The authors evaluate DeepGen 1.0 on reasoning-based text-to-image generation using the T2I-CoREBench benchmark, which covers eight distinct reasoning categories. Results show that DeepGen 1.0, with only 5B parameters, matches or slightly surpasses larger open-source models across most reasoning types and achieves a competitive overall score, demonstrating broad reasoning capability despite its compact size.

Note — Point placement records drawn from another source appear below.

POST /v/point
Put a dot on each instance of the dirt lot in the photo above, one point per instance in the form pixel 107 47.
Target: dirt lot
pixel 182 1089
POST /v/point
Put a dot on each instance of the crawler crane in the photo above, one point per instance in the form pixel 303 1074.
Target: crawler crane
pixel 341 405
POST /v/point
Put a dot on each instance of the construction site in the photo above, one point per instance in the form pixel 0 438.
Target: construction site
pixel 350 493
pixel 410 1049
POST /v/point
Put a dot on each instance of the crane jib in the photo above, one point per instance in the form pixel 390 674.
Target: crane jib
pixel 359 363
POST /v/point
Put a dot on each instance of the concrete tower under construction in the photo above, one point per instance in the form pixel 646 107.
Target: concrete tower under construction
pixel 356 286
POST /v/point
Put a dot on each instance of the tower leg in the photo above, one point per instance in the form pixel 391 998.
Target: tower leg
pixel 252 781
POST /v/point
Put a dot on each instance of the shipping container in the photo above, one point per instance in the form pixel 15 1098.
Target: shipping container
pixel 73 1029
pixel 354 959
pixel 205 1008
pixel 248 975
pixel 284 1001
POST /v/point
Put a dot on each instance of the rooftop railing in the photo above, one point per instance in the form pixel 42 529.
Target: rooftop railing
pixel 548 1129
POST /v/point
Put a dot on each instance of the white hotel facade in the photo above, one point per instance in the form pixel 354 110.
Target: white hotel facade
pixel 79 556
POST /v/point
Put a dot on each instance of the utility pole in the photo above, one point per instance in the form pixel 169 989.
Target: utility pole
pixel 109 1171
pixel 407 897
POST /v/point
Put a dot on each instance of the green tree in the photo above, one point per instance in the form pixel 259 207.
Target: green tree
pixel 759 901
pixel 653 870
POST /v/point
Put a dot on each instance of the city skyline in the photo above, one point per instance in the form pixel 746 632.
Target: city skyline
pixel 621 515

The authors use a multi-objective reward framework to balance text rendering and general image generation, assigning higher preference weight to general T2I tasks while relying on OCR accuracy to specifically guide text synthesis. Results show that this approach prioritizes overall image quality during generation while still enabling precise text rendering through targeted signal alignment.

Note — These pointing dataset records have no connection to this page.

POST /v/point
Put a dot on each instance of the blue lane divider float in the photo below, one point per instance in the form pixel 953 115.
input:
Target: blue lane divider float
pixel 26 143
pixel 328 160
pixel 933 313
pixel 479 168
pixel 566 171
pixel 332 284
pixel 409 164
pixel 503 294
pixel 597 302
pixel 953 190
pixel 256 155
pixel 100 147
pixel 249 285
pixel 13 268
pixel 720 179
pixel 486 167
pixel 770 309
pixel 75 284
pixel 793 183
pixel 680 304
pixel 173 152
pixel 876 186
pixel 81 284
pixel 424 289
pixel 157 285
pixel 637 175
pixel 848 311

The authors evaluate DeepGen 1.0’s architectural components by ablating key elements and observe consistent performance drops across generation, editing, and reasoning benchmarks when removing stacked channel bridging, think tokens, or VLM activation. Results show that think tokens contribute most significantly to reasoning tasks, while stacked channel bridging and VLM activation support broader multimodal alignment. These findings confirm that each component plays a distinct and necessary role in maintaining the model’s overall capability.

The authors evaluate the impact of key reinforcement learning components in DeepGen 1.0 by ablating auxiliary SFT loss, KL regularization, and reward-wise advantage normalization. Results show that removing any of these components leads to measurable performance drops across generation and editing benchmarks, with the auxiliary SFT loss being especially critical for maintaining stability and preventing capability degradation during training. The full RL configuration consistently outperforms ablated variants, confirming that these components work synergistically to optimize multi-objective learning.

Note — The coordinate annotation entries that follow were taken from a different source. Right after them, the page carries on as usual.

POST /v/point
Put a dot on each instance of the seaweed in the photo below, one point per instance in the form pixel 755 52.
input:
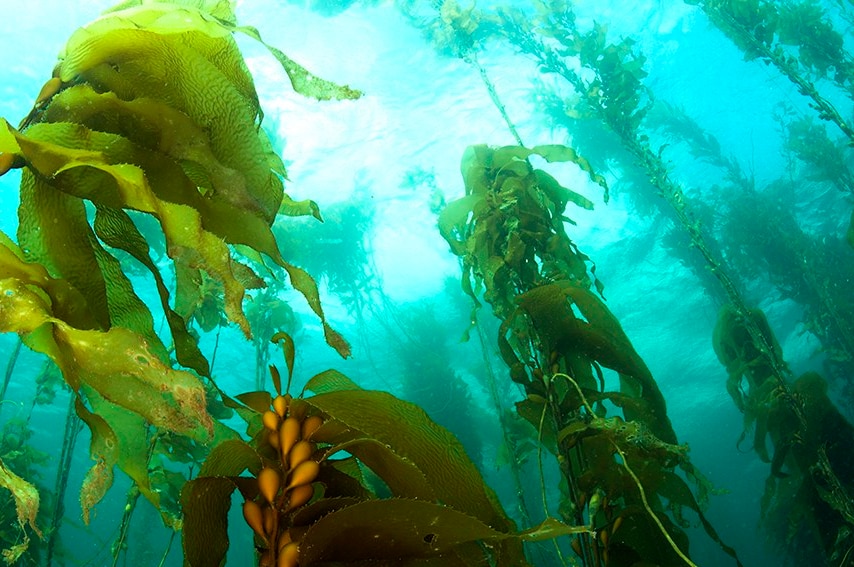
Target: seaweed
pixel 151 111
pixel 807 504
pixel 556 337
pixel 309 505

The authors evaluate DeepGen 1.0 on text rendering using the CVTG-2K benchmark, comparing it against both closed-source and open-source models. Results show that DeepGen 1.0, despite its compact 5B parameter size, achieves competitive CLIPScore and significantly improves Word Accuracy after RL training, outperforming several larger open-source models while maintaining strong semantic alignment.